This guy amazes me. He's nothing more deep inside then a grease monkey, but obviously cares passionately about anything engineering. His acting roles are diverse, anything from a police psychologist to a sort of caretaker in a school for wizards. Apparently when J. K. Rowling was writing the first book of Harry Potter, she had the image of Robbie Coltrane in her mind for the character Hagrid. When she was approached about making a film of the book, she said she'd only be happy if Robbie Coltrane was hired, no matter what the cost.
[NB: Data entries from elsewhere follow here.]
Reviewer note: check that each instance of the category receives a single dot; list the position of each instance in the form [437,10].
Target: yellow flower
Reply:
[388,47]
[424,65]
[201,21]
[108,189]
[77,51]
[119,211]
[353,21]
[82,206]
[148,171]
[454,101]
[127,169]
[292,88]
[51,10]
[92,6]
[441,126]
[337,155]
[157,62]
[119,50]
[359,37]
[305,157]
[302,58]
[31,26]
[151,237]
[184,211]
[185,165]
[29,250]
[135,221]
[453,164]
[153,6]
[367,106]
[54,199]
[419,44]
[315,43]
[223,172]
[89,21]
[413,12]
You can be sure that the film makers were shrewd in approaching him, otherwise he would have taken advantage of the bottomless pit of money that was being offered for him, but let's face it, who wouldn't?
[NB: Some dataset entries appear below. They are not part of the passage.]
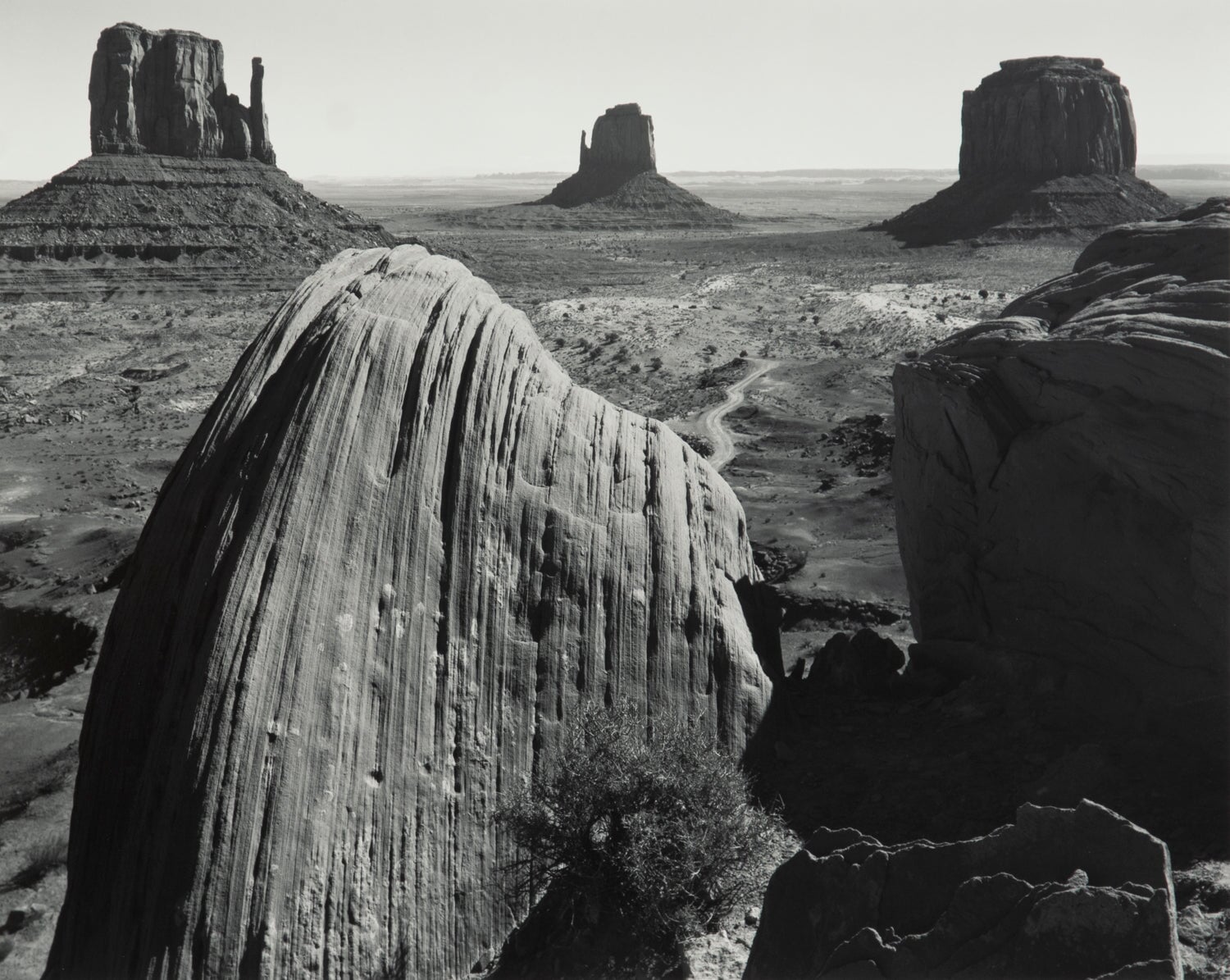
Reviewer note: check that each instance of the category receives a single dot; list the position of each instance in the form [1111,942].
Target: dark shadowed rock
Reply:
[622,148]
[1062,485]
[617,185]
[1048,145]
[400,554]
[164,93]
[1062,893]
What's really made him interesting to me is some of his documentaries he's done. Being of engineering mind, and obviously with a passion for *real* cars, he's previously done a programme all about transport, called cleverly "Coltrane's Planes and Automobiles." In this series he'd take a different subject each week, and do an hour long piece about that particular subject that would feel rushed because he'd make it so interesting and cram so much in. He'd also include his own inimitable sense of humour into the mix, meaning people with no desire to learn about engines still enjoyed the show. He covered such delights as the steam engine, the diesel, the two-stroke (with the best verbal impression of a two-stroke engine I've ever heard) and the V8. It was whilst singing the praise of the V8 and that he was explaining the diversity and uses of it, he got onto the subject of some of Florida's Air Raid Sirens in case the Russians launched an attack from Cuba. These sirens were powered by said V8s, and it turns out he finds one in a garage. The owner sets about with him getting it working, and once it's fired up, just watched the reactions. One comment on youtube sums it up with "That horn would make your kidneys explode."
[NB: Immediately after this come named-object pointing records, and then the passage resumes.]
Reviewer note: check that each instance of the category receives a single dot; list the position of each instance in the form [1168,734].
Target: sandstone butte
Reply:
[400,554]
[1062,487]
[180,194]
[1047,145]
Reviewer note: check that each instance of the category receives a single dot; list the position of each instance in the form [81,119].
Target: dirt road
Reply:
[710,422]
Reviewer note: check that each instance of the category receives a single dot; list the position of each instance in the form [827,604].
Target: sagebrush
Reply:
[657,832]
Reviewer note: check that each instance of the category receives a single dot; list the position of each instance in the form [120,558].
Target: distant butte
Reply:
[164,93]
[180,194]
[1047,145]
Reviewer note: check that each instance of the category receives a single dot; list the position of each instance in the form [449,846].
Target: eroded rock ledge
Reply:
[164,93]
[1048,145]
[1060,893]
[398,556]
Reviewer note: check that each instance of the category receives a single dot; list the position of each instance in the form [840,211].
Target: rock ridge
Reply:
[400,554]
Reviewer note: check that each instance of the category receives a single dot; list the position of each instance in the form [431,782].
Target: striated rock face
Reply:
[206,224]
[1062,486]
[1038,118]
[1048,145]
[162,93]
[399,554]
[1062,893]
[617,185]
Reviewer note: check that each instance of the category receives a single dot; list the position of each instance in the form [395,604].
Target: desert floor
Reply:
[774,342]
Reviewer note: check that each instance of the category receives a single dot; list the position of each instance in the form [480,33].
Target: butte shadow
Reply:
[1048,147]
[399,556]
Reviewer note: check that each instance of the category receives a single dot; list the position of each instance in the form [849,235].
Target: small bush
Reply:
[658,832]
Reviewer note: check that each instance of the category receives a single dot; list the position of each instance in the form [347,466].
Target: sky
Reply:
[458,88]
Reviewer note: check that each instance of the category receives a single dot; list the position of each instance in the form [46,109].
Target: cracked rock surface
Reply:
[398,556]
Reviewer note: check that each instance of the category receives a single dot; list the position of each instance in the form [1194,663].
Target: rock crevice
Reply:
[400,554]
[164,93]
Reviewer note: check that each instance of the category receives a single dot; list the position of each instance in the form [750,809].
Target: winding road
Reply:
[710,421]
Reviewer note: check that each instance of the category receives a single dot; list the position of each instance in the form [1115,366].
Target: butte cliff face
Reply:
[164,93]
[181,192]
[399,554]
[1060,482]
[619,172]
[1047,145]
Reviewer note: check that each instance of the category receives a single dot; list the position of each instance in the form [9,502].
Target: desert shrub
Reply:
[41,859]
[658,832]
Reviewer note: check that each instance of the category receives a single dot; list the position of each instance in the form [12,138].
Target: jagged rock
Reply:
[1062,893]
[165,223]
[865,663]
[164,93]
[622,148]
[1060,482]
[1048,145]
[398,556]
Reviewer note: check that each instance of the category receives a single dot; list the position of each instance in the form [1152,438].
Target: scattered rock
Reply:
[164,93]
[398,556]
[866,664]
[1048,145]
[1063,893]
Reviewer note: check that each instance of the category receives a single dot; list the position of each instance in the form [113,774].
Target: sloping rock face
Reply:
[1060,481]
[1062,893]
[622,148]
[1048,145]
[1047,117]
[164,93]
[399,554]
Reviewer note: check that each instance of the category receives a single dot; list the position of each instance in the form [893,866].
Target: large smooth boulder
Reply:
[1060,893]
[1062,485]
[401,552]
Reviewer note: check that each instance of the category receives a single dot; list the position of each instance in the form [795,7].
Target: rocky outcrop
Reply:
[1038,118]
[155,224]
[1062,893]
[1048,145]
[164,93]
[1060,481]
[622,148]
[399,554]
Meanwhile, I carried on looking for one of my all time favourite movie clips. In the early 80s a series of films were made featuring Rik Mayall, Ade Edmondson, French and Saunders, and loads of other famous funny people from that era. One of the films was about a young twat with no friends, who realises he'll become popular if he 'grasses up' some fictional drug dealers in a sleepy little seaside town. The Police take him seriously, and he becomes the supergrass. Whilst in the throes of the investigation, a slightly unhinged Drug Squad officer (played by Coltrane) turns up with a cello case (which we later finds out contains a chainsaw). They learn that the boat is turning up that evening in the harbour, and Coltrane sets out to capture the dealers before they "infect the world with their filth."